Pertussis Treatment: Azithromycin and Macrolide Antibiotics
Whooping cough is treated primarily with macrolide antibiotics — a class that includes azithromycin, clarithromycin, and erythromycin. Antibiotics can dramatically shorten how long you are contagious, protect household members, and in early cases may reduce the severity and duration of coughing. Understanding when and how to use them is essential for protecting yourself, your family, and your community.
- The Critical Window — Why Timing Matters
- Azithromycin — First-Line Choice
- Why Azithromycin Is Preferred Over Erythromycin in Infants
- Clarithromycin — An Alternative Option
- Erythromycin — The Historical Standard
- TMP-SMX — For Macrolide-Intolerant Patients
- Post-Exposure Prophylaxis
- Hospital Management of Infants
- Isolation Period and Returning to School or Work
- Key Research Papers
- Connections
The Critical Window — Why Timing Matters
Pertussis has three stages, and antibiotics behave very differently depending on when they are started. During the first stage — called the catarrhal phase — which lasts about one to two weeks, the bacteria are actively multiplying and spreading within your airways. If you receive antibiotics during this stage, they can eliminate the bacteria, reduce how long you are infectious, and may prevent the worst coughing from developing at all.
Once you enter the second stage — the paroxysmal phase — the violent coughing fits are already established. By this point the toxins that trigger the cough have already done their damage to the airway lining, and antibiotics will not make the cough go away faster or reduce its severity. However, antibiotic treatment during this later phase is still very worthwhile: it stops you from spreading the disease to others and clears the bacteria so household contacts and close contacts can also be treated prophylactically.
The practical challenge is that most people do not recognize pertussis in its early, treatable stage. What feels like an ordinary cold — runny nose, mild cough — is actually the catarrhal phase. By the time the characteristic "whoop" and paroxysms are obvious, the window to prevent serious illness has already closed.

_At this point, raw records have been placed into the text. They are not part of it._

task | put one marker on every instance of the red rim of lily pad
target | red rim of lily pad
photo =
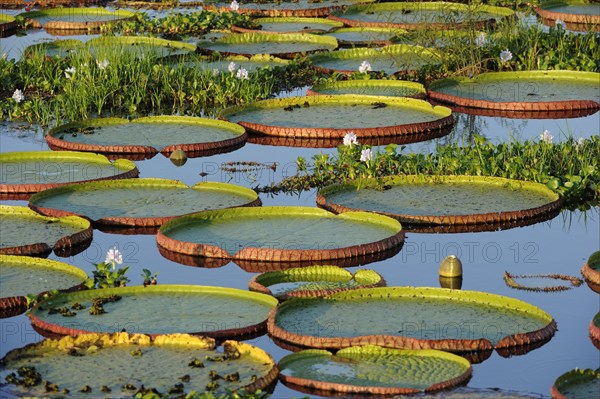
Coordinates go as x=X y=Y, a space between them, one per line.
x=413 y=131
x=276 y=255
x=64 y=247
x=547 y=107
x=15 y=305
x=140 y=152
x=498 y=218
x=128 y=221
x=505 y=344
x=24 y=191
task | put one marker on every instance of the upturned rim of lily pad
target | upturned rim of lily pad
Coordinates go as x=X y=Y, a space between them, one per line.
x=147 y=151
x=365 y=278
x=517 y=106
x=14 y=305
x=412 y=131
x=241 y=331
x=93 y=25
x=497 y=218
x=326 y=43
x=307 y=20
x=573 y=377
x=124 y=184
x=591 y=272
x=272 y=255
x=255 y=10
x=353 y=353
x=23 y=191
x=579 y=22
x=104 y=340
x=505 y=344
x=64 y=247
x=362 y=54
x=417 y=88
x=502 y=12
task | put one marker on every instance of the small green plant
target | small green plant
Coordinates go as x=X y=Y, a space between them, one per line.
x=107 y=274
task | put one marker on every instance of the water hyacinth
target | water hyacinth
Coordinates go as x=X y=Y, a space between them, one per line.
x=364 y=67
x=18 y=96
x=546 y=137
x=505 y=55
x=350 y=139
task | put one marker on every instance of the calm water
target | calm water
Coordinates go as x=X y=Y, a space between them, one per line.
x=561 y=245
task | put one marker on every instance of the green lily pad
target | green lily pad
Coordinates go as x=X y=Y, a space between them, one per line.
x=74 y=18
x=580 y=15
x=22 y=275
x=25 y=232
x=334 y=116
x=365 y=36
x=396 y=58
x=313 y=281
x=522 y=91
x=374 y=370
x=284 y=45
x=577 y=384
x=139 y=202
x=25 y=173
x=371 y=87
x=434 y=15
x=147 y=136
x=175 y=364
x=418 y=199
x=157 y=310
x=139 y=46
x=280 y=234
x=293 y=25
x=424 y=318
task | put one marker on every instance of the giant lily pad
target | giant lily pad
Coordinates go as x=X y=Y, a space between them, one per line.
x=22 y=275
x=371 y=87
x=149 y=135
x=522 y=91
x=374 y=370
x=139 y=202
x=313 y=281
x=139 y=362
x=443 y=200
x=157 y=310
x=25 y=232
x=423 y=318
x=591 y=271
x=284 y=45
x=577 y=384
x=280 y=234
x=25 y=173
x=335 y=116
x=291 y=25
x=397 y=58
x=580 y=15
x=88 y=19
x=432 y=15
x=288 y=8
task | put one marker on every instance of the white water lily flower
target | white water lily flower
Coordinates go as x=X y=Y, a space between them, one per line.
x=364 y=67
x=546 y=137
x=242 y=74
x=69 y=72
x=18 y=96
x=350 y=139
x=366 y=155
x=114 y=257
x=505 y=55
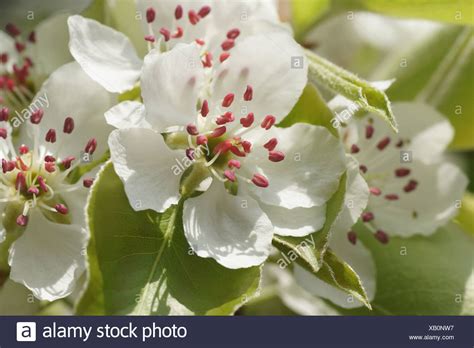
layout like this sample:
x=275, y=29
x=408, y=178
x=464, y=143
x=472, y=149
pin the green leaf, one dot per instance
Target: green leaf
x=146, y=265
x=457, y=12
x=422, y=275
x=310, y=249
x=444, y=80
x=350, y=86
x=310, y=108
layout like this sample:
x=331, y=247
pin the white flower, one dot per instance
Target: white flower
x=109, y=57
x=39, y=204
x=219, y=122
x=406, y=198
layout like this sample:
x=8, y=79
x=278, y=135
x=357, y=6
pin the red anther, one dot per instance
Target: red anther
x=87, y=182
x=150, y=38
x=248, y=94
x=33, y=190
x=4, y=114
x=233, y=33
x=375, y=191
x=276, y=156
x=369, y=131
x=352, y=237
x=219, y=131
x=190, y=154
x=381, y=236
x=68, y=125
x=61, y=209
x=227, y=44
x=37, y=116
x=193, y=17
x=223, y=147
x=247, y=145
x=205, y=108
x=178, y=33
x=401, y=172
x=192, y=129
x=228, y=99
x=247, y=121
x=50, y=167
x=12, y=30
x=260, y=180
x=204, y=11
x=271, y=144
x=178, y=12
x=20, y=182
x=367, y=216
x=42, y=184
x=233, y=164
x=391, y=197
x=229, y=174
x=51, y=136
x=20, y=47
x=24, y=149
x=22, y=220
x=383, y=143
x=91, y=146
x=166, y=34
x=268, y=122
x=201, y=140
x=32, y=37
x=207, y=61
x=150, y=15
x=224, y=56
x=412, y=184
x=68, y=161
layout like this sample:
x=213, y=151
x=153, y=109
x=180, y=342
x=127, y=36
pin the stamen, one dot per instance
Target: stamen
x=271, y=144
x=150, y=15
x=383, y=143
x=228, y=99
x=401, y=172
x=233, y=33
x=268, y=122
x=352, y=237
x=276, y=156
x=68, y=125
x=381, y=236
x=260, y=181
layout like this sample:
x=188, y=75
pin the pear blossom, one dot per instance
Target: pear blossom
x=109, y=57
x=42, y=207
x=410, y=189
x=245, y=178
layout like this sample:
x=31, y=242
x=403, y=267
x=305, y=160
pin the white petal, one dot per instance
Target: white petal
x=51, y=47
x=106, y=55
x=127, y=114
x=248, y=65
x=70, y=92
x=233, y=230
x=310, y=172
x=170, y=86
x=147, y=167
x=433, y=203
x=296, y=222
x=358, y=257
x=48, y=258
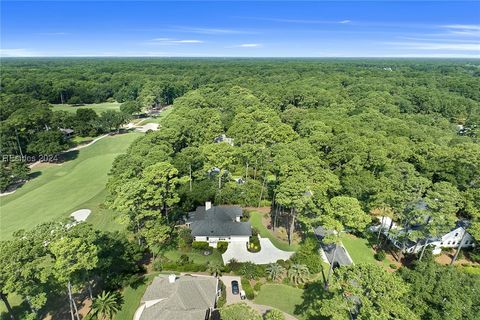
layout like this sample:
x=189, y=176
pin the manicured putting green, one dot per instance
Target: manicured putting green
x=59, y=190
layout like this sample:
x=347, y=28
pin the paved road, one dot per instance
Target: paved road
x=227, y=281
x=268, y=253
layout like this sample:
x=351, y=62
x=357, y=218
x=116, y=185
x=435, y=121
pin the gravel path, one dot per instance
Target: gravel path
x=268, y=253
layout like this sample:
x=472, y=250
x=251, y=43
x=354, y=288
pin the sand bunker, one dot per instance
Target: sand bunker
x=81, y=215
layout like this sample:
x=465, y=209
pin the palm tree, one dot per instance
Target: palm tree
x=106, y=304
x=275, y=271
x=298, y=273
x=215, y=269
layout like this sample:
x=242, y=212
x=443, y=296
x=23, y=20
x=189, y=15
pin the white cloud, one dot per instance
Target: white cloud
x=447, y=46
x=468, y=30
x=52, y=33
x=210, y=31
x=248, y=45
x=463, y=26
x=20, y=52
x=170, y=41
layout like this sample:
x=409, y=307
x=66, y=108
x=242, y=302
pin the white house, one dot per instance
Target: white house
x=218, y=223
x=179, y=298
x=451, y=239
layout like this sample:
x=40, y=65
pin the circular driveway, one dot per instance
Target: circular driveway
x=268, y=254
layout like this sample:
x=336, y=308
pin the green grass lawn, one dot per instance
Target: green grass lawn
x=256, y=221
x=196, y=257
x=359, y=249
x=132, y=297
x=280, y=296
x=61, y=189
x=97, y=107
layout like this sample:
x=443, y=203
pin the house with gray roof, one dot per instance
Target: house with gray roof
x=218, y=223
x=179, y=298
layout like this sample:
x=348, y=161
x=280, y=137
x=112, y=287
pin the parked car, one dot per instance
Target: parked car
x=235, y=288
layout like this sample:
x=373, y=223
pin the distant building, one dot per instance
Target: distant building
x=451, y=239
x=218, y=223
x=179, y=298
x=223, y=138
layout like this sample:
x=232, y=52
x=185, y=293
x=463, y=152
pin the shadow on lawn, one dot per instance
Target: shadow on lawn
x=68, y=156
x=312, y=296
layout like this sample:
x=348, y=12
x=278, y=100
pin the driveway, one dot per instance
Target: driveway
x=227, y=281
x=231, y=298
x=268, y=253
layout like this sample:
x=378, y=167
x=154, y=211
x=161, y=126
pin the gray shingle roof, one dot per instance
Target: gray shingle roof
x=218, y=221
x=188, y=298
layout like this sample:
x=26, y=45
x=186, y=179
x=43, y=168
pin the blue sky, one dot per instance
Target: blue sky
x=241, y=29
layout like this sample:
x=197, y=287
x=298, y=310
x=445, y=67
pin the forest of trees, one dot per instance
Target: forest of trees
x=321, y=141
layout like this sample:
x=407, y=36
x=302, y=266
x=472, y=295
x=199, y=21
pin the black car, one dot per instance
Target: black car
x=235, y=288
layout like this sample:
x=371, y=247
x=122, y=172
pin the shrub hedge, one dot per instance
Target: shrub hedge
x=247, y=287
x=222, y=246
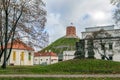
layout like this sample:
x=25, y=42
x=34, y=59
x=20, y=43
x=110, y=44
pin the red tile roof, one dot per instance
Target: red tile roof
x=17, y=44
x=45, y=54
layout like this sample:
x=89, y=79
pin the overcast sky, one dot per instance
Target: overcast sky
x=82, y=13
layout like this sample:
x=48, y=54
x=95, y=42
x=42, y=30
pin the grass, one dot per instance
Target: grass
x=64, y=43
x=86, y=66
x=59, y=78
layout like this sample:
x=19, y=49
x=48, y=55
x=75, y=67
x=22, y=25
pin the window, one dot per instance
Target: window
x=14, y=55
x=29, y=56
x=102, y=46
x=110, y=46
x=22, y=56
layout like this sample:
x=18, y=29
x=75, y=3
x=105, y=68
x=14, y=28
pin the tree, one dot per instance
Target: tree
x=100, y=42
x=21, y=19
x=80, y=49
x=116, y=15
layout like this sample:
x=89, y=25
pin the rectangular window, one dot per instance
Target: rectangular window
x=102, y=46
x=22, y=56
x=14, y=55
x=110, y=46
x=29, y=56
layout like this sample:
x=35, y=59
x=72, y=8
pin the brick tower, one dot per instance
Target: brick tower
x=71, y=32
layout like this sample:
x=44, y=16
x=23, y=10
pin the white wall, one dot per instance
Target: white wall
x=67, y=55
x=18, y=60
x=115, y=51
x=45, y=60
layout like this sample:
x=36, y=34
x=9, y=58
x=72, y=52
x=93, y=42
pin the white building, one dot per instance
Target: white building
x=110, y=38
x=67, y=55
x=45, y=58
x=21, y=54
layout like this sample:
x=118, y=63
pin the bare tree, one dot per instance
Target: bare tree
x=116, y=15
x=21, y=19
x=100, y=43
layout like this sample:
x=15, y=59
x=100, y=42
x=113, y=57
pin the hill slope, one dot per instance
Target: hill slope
x=62, y=44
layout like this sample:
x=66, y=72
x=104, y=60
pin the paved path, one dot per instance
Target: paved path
x=63, y=76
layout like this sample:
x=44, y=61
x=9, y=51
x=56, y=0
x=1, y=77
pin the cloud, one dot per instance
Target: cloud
x=82, y=13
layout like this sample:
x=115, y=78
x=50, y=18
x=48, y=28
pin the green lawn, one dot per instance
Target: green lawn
x=86, y=66
x=59, y=79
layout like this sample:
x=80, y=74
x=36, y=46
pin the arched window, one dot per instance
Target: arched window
x=22, y=56
x=29, y=56
x=14, y=55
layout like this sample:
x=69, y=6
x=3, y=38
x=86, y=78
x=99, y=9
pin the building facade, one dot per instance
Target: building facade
x=106, y=41
x=45, y=58
x=67, y=55
x=21, y=54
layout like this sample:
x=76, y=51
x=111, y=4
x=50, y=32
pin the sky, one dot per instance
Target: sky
x=82, y=13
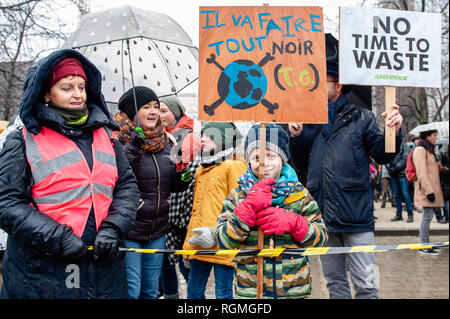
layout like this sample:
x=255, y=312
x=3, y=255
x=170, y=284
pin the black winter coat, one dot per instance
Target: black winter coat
x=32, y=267
x=338, y=167
x=155, y=173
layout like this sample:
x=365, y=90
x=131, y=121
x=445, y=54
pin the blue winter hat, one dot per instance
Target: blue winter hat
x=277, y=140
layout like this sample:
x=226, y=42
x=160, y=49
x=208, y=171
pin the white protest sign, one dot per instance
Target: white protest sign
x=389, y=47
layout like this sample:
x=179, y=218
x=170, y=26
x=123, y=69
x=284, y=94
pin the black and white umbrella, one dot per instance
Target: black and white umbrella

This is why a high index of suspicion and rapid testing are so important, especially in households with infants.
Azithromycin — First-Line Choice
Azithromycin (brand name Zithromax, also available as generic Z-Pack) is the antibiotic recommended first by the CDC and the American Academy of Pediatrics for treating pertussis in most patients. Its advantages include once-daily dosing, a short five-day course, and excellent tolerability compared to older options.
Dosing for adults: 500 mg on Day 1, then 250 mg on Days 2 through 5. Total course = 5 days.
Dosing for children (1 month and older): 10 mg per kilogram of body weight on Day 1 (maximum 500 mg), then 5 mg/kg on Days 2 through 5 (maximum 250 mg/day). Total course = 5 days.
Dosing for infants under 1 month: 10 mg/kg/day for 5 days. This is an age group that requires careful monitoring (see the section on infant safety below).
Azithromycin is a macrolide antibiotic — it works by binding to the bacterial ribosome and blocking protein synthesis. For Bordetella pertussis, this prevents the bacteria from producing the toxins and adhesins that allow it to attach to and damage respiratory cells.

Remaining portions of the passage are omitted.